The net result of this week's volatility in U.S. stock markets: Not much, as the benchmark S&P 500 rose just 0.5% on the week. The narrower Dow Jones Industrial Average (^DJI 1.26%) was essentially flat, with an 0.1% gain on the week. However, the volatility does show up at the level of individual stocks: Herbalife (HLF 2.03%) performed very well; meanwhile, many high-profile growth names were trampled in what looks like a mini-flight out of stocks that have benefited from enormous momentum, including Tesla Motors (TSLA 6.24%) and Netflix (NFLX 2.08%).
Earlier this month, Herbalife disclosed that it is the object of a Federal Trade Commission investigation, which helped activist investor Bill Ackman's bet against the company (the investigation is the fruit of Ackman's lobbying efforts). This week, conversely, the stock was the second-best performer in the Russell 1000, up 12.3%, on news that Ackman's rival, legendary investor Carl Icahn, is placing three more of his representatives on Herbalife's board, for a total of five out of 13 board members. Icahn Enterprises is the nutritional supplements distributor's largest shareholder, with a 16.8% stake, and it has an agreement with the company that allows it to raise that stake up to 25%.
I will repeat what I have already written here: I strongly urge individual investors to sidestep this special situation, which is complicated and does not trade on fundamentals, but rather on news flow and sentiment. It's entertaining, it's educational, but it isn't investing.
Tesla Motors' stock performance this week (-7.2%) was well within the bottom decile of the Russell 1000. UBS initiated coverage of the stock on Wednesday, praising the automaker's "disruptive model," but warned that "investors should appreciate that the downside this early in its life is material." Shares of Tesla Motors are down by a fifth relative to the all-time high they established little more than a month ago, but that still leaves them up 41% on the year. Deutsche Bank and Wedbush Securities also published research on the company this week; however, in my opinion, the most interesting piece of research that surfaced this week is available to all on the blog of NYU Professor Aswath Damodaran, the guru of equity valuation.
In his latest blog post, Damodaran revises his valuation for Tesla upwards from $67 to $112.50. He is full of praise for the company and its leader, Elon Musk, but he simply cannot reconcile the numbers with the current stock price without making assumptions that he deems unrealistic. The post, in which Damodaran expands on the right and wrong reasons for owning the stock, is a must-read for every investor -- whether you have a position (long or short) in Tesla Motors or none at all.
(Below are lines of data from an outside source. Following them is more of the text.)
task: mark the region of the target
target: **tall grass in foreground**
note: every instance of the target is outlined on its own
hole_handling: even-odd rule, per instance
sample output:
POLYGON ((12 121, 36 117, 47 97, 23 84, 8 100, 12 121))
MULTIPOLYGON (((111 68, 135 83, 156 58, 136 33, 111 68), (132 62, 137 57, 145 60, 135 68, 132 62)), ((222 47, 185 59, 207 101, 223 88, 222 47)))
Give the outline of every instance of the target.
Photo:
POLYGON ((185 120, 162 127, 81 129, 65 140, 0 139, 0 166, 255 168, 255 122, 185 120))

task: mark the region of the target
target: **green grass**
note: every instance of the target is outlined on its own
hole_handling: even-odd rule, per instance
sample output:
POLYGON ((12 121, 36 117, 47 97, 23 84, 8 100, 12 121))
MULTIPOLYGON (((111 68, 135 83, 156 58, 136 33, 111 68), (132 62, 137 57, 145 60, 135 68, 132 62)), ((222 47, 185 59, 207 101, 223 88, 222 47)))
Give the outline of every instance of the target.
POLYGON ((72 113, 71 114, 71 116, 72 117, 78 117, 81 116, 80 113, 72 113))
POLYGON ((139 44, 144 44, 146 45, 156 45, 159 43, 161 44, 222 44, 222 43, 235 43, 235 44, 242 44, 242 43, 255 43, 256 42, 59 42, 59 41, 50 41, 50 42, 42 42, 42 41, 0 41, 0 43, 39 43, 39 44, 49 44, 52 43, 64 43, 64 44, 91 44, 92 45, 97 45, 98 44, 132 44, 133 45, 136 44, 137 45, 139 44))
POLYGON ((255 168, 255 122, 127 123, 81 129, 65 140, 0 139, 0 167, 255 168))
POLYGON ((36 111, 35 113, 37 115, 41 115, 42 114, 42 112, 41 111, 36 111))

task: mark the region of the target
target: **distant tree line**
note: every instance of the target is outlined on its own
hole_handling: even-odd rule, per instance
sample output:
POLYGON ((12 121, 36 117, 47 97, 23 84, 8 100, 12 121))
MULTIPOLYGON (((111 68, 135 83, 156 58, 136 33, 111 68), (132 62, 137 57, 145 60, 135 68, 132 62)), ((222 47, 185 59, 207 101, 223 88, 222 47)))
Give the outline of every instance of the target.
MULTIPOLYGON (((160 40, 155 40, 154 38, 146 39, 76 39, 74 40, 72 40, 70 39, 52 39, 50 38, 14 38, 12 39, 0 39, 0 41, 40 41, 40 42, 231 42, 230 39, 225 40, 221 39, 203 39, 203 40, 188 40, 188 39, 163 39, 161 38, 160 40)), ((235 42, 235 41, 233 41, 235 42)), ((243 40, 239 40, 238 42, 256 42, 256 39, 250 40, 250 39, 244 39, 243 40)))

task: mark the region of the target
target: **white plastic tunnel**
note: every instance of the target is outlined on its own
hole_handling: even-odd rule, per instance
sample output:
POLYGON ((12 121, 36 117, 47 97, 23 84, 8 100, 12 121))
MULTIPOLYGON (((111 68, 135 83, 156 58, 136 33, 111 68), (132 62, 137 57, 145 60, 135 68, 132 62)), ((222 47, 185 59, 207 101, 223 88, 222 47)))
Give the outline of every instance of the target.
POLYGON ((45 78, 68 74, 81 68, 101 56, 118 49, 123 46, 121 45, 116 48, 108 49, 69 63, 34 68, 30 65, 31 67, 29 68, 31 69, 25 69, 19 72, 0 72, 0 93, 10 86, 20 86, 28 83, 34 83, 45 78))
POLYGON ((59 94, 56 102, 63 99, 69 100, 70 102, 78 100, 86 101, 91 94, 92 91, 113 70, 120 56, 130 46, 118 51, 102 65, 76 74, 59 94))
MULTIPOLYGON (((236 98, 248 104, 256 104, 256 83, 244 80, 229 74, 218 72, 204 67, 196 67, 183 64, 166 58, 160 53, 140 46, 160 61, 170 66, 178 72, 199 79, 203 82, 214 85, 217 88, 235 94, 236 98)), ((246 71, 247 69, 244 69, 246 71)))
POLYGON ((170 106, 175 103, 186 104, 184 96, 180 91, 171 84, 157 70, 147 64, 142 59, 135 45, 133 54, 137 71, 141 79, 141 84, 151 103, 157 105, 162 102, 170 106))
With an 11.4% loss on the week -- the seventh-worst performance in the Russell 1000 -- Netflix's stock was another example of momentum in reverse among high-flying growth names. There were a couple of stories in this week's news that were unfavorable to Netflix. The first, which ran a week ago in The Wall Street Journal, has Apple and Comcast in talks to offer a rival service via an Apple set-top box; however, the article indicated that talks are not at an advanced stage and that some major points would still need to be ironed out, including who controls the relationship with the customer (and their data!).
The second, also published in the Journal, suggested that Amazon.com is planning a free, ad-supported streaming video service. Amazon has since denied it is planning it is a planning a service as described in the piece.
It's always possible to attach fundamental stories to the price action in a stock (and sometimes the association is legitimate); however, I think there may be a broader factor at work here. I don't think it's a coincidence that Tesla Motors and Netflix, as well as Facebook and Twitter -- all stocks that have experienced stratospheric run-ups in price -- were all among the worst-performing stocks last week. Instead, it looks to me like investors are letting some of the air out of these "story" stocks, a process that was looking overdue -- and which could have more to run yet.